Solutions or suspensions of the inhibitors and/or non-functional amino acids can be prepared in water, isotonic saline (PBS) and optionally mixed with nontoxic surfactant. Dispersions may also be prepared in glycerol, liquid polyethylene, glycols, vegetable oils, triacetin and mixtures thereof. Under normal conditions of storage and use, these preparations may contain a preservative to prevent the growth of microorganisms.
The pharmaceutical dosage form suitable for injection or infusion can include sterile, aqueous solutions or dispersions or sterile powders comprising inhibitors and/or non-functional amino acids which are adapted for the extemporaneous preparation of sterile injectable or infusible solutions or dispersions. The ultimate dosage form should be sterile, fluid and stable under the conditions of manufacture and storage. In some cases this may require that the compositions described herein be filter sterilized.
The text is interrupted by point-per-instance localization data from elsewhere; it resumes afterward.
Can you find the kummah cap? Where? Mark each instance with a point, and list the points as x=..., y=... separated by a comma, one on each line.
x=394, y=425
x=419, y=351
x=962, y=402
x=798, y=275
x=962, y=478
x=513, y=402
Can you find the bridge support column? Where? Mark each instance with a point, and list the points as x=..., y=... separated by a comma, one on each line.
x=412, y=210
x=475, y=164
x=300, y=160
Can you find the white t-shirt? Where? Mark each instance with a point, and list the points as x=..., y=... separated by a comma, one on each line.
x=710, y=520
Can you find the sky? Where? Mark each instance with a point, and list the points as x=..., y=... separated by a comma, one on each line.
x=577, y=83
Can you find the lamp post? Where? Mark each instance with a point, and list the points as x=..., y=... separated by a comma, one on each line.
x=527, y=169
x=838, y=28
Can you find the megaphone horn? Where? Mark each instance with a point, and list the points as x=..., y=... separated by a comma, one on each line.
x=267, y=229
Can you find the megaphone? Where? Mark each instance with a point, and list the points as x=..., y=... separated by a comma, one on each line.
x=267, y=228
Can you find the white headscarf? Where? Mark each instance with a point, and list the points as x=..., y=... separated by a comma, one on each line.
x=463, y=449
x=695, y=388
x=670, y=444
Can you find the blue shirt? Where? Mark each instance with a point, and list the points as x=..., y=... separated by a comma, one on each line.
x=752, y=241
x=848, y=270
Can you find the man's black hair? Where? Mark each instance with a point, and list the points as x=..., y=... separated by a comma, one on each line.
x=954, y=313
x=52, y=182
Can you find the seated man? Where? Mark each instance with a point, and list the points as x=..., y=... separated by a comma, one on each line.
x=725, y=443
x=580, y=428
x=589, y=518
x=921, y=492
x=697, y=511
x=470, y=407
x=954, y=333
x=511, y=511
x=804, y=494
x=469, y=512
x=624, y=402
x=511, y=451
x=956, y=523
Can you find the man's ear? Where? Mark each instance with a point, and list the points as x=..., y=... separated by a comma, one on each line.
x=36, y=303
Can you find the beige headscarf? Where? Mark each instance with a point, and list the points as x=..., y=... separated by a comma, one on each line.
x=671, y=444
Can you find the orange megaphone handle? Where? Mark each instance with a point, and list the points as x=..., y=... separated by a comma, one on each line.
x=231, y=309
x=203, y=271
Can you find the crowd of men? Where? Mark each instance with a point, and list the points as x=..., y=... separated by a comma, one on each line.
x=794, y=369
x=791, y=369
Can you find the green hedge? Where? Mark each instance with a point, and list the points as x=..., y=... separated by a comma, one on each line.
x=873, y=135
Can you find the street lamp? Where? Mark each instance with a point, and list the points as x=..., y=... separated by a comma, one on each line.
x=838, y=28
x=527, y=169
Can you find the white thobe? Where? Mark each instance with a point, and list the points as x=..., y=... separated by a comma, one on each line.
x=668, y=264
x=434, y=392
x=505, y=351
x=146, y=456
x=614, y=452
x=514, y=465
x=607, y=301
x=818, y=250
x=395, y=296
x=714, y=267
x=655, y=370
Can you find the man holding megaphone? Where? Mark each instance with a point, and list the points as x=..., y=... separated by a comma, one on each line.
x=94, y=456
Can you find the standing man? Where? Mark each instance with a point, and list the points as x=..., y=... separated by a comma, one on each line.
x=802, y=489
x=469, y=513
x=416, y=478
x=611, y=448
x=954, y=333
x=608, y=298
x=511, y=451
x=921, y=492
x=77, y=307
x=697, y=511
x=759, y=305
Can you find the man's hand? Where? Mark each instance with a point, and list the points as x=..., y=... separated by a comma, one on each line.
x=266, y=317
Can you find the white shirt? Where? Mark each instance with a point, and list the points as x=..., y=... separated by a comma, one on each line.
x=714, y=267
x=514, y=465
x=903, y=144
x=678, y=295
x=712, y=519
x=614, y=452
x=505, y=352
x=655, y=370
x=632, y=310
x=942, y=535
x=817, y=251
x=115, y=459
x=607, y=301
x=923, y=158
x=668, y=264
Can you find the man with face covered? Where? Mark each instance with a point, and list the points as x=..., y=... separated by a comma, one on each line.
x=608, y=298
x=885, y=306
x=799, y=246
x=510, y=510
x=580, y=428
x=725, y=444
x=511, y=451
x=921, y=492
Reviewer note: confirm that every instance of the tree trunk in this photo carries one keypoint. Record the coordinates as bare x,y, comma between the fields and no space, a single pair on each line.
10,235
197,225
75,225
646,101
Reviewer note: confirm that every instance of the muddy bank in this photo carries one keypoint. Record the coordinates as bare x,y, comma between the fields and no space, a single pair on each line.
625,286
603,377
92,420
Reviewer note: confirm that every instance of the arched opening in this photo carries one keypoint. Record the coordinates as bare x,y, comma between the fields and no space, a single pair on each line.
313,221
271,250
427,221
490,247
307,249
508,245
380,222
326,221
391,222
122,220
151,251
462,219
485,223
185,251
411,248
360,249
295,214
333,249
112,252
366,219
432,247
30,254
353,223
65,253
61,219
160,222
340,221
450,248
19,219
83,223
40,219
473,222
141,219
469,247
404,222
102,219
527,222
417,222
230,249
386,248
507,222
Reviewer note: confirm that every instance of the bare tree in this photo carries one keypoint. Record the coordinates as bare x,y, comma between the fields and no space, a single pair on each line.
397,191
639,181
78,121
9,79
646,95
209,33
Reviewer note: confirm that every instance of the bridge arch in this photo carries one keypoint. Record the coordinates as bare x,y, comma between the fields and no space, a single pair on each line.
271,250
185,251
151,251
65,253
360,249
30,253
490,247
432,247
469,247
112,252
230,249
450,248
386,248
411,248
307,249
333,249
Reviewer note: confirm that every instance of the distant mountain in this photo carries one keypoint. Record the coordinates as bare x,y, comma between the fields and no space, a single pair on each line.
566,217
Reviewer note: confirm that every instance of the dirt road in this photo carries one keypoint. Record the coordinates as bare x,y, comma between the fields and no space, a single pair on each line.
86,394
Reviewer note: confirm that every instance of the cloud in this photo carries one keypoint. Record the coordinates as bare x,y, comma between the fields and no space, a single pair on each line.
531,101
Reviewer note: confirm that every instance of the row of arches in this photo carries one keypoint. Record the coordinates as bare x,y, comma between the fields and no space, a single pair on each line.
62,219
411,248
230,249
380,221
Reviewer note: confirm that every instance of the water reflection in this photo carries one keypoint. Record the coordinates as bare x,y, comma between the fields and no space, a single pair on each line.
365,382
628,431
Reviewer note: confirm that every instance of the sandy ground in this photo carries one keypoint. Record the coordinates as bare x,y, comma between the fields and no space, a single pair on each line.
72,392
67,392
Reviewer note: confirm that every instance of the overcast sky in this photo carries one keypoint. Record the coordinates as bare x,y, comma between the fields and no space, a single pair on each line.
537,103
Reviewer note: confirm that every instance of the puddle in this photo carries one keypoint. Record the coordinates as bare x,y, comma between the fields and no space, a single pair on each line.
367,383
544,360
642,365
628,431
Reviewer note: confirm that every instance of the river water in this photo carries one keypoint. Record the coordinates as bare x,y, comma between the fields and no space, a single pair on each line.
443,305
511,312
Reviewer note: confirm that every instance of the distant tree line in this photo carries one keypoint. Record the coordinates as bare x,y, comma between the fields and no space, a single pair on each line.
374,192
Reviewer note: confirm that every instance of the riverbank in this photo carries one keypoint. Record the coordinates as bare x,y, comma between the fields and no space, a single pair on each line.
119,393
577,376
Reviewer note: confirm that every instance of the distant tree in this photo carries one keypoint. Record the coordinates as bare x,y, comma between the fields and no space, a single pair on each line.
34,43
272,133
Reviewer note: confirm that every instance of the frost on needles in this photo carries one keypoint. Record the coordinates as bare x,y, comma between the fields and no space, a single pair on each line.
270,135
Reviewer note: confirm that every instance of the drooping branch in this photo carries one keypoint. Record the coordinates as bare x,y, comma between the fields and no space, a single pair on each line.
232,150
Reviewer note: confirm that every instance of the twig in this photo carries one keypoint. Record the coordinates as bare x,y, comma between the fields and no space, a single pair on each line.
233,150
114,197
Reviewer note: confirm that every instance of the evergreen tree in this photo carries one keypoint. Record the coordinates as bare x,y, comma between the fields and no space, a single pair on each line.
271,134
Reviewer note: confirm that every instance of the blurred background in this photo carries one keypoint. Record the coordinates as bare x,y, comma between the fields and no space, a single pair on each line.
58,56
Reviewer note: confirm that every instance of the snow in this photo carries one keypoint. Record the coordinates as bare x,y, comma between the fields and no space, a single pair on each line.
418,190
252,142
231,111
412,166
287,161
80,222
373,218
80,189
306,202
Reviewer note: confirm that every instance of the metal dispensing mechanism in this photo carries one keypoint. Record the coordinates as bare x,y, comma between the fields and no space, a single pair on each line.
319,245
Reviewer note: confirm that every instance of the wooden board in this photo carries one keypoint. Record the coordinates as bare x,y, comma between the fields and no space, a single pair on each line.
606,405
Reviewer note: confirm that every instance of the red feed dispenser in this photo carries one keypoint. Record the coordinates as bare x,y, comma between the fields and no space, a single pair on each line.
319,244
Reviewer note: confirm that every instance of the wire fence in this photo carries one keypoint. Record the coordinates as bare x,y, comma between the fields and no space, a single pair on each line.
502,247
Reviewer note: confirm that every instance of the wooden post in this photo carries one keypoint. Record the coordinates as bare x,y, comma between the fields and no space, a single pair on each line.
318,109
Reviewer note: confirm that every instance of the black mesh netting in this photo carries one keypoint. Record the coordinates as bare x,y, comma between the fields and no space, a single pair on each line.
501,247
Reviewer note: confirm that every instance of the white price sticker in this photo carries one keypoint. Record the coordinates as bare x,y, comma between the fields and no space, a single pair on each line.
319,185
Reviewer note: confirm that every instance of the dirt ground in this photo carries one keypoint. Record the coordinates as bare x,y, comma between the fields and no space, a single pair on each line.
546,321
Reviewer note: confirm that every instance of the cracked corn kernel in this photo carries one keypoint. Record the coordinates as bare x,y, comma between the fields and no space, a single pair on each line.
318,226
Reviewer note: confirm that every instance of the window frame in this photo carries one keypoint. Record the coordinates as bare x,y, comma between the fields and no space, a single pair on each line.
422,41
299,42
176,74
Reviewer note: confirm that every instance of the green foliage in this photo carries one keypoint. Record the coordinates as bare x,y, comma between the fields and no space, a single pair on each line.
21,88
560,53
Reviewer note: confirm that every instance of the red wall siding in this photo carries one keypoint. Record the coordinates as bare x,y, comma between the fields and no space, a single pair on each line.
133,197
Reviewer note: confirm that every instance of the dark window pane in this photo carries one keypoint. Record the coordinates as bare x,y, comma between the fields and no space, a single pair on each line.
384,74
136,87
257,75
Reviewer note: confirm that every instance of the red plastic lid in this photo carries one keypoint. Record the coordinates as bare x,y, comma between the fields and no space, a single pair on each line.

Where appropriate dosage amounts and acceptable delivery intervals are as known in the art for other like nucleic acid or amino acid based therapeutics, e.g., aptamers.
Within the application, unless otherwise stated, the techniques utilized may be found in any of several well-known references, such as:Molecular Cloning: A Laboratory Manual(Sambrook et al. 1989 Molecular cloning: A Laboratory Manual),Gene Expression Technology(Methods in Enzymology, V 185, edited by D. Goeddel, 1991 Academic Press, San Diego, Calif.),PCR Protocols: A Guide to Methods and Applications(Innis et al. (1990) Academic Press, San Diego, Calif.), andGene Transfer and Expression Protocols, pp 109-128, ed EJ Murray, The Humana Press Inc., Clifton, N.J.).
While the invention has been particularly shown and described with reference to a number of embodiments, it would be understood by those skilled in the art that changes in the form and details may be made to the various embodiments disclosed herein without departing from the spirit and scope of the invention and that the various embodiments disclosed herein are not intended to act as limitations on the scope of the claims.